Hundreds gathered in Salt Lake City for the 17th annual National Voluntary Organizations Active in Disaster (NVOAD) conference in April 2009. NVOAD is a coalition of more than 50 nonprofit organizations, including Latter-day Saint Charities, the American Red Cross, and the Salvation Army, that work in disaster relief preparedness, response, and recovery throughout the world. Holding the conference in Salt Lake City was a recognition of the Church’s active humanitarian efforts.

Tongan Scriptures Available in New Format

The Tongan edition of the triple combination, containing the Book of Mormon, Doctrine and Covenants, and Pearl of Great Price, is now available online at scriptures.lds.org/to.

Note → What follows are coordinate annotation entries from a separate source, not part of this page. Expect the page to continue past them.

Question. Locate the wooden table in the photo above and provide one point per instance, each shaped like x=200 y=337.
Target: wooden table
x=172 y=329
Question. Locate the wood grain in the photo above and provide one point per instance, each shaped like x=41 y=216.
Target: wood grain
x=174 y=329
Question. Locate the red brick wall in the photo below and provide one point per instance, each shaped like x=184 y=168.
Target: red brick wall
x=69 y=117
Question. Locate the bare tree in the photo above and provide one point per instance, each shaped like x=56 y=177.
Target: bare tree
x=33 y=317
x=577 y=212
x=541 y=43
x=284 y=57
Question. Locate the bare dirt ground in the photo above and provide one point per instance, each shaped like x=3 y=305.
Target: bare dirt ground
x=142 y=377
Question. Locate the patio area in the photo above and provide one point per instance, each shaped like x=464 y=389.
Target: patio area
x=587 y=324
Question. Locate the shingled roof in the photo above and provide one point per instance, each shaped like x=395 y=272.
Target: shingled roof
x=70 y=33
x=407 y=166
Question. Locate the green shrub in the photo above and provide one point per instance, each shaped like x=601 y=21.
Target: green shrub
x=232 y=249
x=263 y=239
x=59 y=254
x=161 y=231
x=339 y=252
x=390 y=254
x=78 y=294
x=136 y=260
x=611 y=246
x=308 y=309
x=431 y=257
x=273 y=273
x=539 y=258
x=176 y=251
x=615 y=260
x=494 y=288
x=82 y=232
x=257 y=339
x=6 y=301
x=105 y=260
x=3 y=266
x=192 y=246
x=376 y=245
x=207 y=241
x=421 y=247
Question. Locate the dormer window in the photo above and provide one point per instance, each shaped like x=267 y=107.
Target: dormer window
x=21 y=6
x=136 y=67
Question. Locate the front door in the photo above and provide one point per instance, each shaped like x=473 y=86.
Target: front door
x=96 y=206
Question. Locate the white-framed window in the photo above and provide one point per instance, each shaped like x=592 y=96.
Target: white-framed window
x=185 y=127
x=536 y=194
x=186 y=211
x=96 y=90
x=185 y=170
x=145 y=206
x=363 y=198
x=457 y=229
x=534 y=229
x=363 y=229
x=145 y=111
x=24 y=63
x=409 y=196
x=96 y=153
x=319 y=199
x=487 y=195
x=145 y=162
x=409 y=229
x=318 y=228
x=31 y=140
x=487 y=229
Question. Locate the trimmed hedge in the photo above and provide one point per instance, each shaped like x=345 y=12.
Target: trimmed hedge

The online version of the triple combination in Tongan includes footnotes, maps, and photographs and allows the reader to mark the scriptures and perform key word searches.

Tongan is the 13th language to be added to the Church’s scriptures Web site.

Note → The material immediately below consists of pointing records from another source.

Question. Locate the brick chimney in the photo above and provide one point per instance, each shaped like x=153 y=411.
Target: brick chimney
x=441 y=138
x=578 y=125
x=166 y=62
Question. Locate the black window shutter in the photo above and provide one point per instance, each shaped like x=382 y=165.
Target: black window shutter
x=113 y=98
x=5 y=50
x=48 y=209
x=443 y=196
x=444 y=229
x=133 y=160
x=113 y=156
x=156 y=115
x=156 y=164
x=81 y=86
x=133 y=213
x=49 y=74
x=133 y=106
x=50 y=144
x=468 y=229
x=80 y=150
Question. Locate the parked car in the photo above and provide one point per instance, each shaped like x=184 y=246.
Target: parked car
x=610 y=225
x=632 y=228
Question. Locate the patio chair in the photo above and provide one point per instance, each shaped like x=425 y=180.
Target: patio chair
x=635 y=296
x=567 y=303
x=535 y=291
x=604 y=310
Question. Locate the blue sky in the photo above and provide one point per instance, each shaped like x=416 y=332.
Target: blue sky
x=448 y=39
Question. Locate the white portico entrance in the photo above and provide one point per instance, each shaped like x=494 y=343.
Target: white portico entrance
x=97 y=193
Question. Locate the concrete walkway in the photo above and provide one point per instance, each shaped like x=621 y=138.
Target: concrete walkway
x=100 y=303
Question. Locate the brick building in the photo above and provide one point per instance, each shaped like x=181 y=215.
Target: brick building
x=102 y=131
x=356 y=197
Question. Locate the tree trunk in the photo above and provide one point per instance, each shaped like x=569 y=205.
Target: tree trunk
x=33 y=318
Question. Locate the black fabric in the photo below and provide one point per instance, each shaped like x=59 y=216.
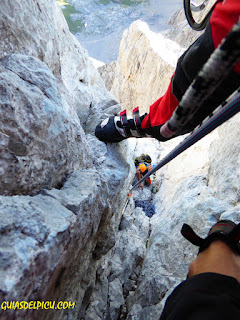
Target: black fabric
x=188 y=66
x=207 y=296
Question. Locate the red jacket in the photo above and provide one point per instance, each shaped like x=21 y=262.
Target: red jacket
x=224 y=16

Book of Mormon Published in Guarani

In April 2009, the First Presidency announced the publication of the Book of Mormon in Guarani, a dialect spoken mainly in Paraguay. This full translation of the Book of Mormon replaces the edition of Book of Mormon Selections that has been available since 1982.

The full Book of Mormon is currently published in 82 languages. Book of Mormon Selections is available in another 25 languages.

Comment

Excited About Conference

We gained so many wonderful ideas from “Preparing Our Children for General Conference” in the March 2009 Ensign (p. 23). Our children were excited to listen to conference and listened more intently than ever before. We are now reading the conference talks during family home evening as the article also suggested and have had more attentiveness and willingness to participate than at any other time. Thank you so much for these great suggestions.

Nancy Nichols

Utah, USA

A Thoughtful Article

I experienced a miracle as I turned to page 68 of the April Ensign. I had always thought that you really didn’t have much control over the thoughts that come to your mind. As years went by, bad thoughts seemed to trouble me more and more. I prayed earnestly, but the thoughts didn’t go away. I figured I must be a bad person, even though I read my scriptures regularly and served in the Church. When I read the article “Think About What You Are Thinking About,” I felt my prayers were being answered by every word. I feel closer to my Heavenly Father. I know now how you can change your thoughts. Thank you!

Name Withheld

Addiction Recovery

I was so grateful to see the wonderful article, “Addiction Recovery: Healing One Step at a Time,” in the June 2009 Ensign (p. 60).

I am the facilitator for one of the addiction recovery groups here in Santa Rosa, California. We find many people do not respond to the word addict and do not believe this program is for them. Your covering the wide scope of the addiction recovery program will perhaps help them open their hearts to trying the program, leading to the healing of themselves and their families.